Hi Bruce and Bill, who wrote the contingency analysis application and when was it last run or tested?

wperkins commented 6 months ago

Hi Bruce and Bill, who wrote the contingency analysis application and when was it last run or tested?

The unit test runs on the 14-bus case.

bjpalmer commented 6 months ago

I wrote most of the contingency analysis application. I can't remember when the last time anyone was able to run the Polish or European network test cases. I think it has always been true that some of the contingencies have solver failures (beyond failing to converge) so this seems like it may be a new problem.

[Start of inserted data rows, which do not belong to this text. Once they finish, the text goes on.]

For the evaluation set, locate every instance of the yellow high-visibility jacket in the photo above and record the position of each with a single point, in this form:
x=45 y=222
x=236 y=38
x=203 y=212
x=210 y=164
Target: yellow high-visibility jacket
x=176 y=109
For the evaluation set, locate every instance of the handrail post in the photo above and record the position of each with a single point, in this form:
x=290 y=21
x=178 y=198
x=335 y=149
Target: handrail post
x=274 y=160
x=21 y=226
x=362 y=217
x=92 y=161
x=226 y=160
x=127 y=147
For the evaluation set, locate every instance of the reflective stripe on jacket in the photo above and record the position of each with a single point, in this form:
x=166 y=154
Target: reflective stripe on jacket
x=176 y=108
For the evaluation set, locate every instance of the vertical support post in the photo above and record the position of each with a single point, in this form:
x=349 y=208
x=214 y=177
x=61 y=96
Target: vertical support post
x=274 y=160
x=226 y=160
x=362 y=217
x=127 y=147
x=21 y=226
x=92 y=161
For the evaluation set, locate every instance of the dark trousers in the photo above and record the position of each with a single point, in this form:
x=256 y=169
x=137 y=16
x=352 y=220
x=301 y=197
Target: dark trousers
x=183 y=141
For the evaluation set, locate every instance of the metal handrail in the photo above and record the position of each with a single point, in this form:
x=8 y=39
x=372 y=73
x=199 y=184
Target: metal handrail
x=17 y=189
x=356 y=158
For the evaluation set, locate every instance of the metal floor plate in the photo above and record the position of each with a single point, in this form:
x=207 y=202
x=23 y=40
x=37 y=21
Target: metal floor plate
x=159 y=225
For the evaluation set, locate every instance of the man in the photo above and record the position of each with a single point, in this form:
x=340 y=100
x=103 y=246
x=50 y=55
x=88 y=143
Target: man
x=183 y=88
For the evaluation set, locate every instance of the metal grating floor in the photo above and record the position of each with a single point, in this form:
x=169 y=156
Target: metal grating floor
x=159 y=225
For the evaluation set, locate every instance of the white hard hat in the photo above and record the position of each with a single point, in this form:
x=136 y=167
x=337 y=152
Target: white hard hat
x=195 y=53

bjpalmer commented 6 months ago

I saw something similar. I also tried running with the KLU solver and I think the code just crashes from somewhere inside PETSc (I'm getting a PETSC stack trace). It looks like the exit is coming from somewhere inside SuperLU. Is there some way to keep that from happening and just return an error to the calling program?

wperkins commented 6 months ago

The Polish case runs to completion for me with 1 process using real PETSc 3.19.4 and SuperLU_dist.

wperkins commented 6 months ago

I saw something similar. I also tried running with the KLU solver and I think the code just crashes from somewhere inside PETSc (I'm getting a PETSC stack trace). It looks like the exit is coming from somewhere inside SuperLU. Is there some way to keep that from happening and just return an error to the calling program?

I don't see how without modifying SuperLU_dist.

bjpalmer commented 6 months ago

Seems like an oversight on SuperLU to do that. If it fails it should hand control back to the user to figure out how to deal with it.

The Polish case runs to completion for me with 1 process using real PETSc 3.19.4 and SuperLU_dist.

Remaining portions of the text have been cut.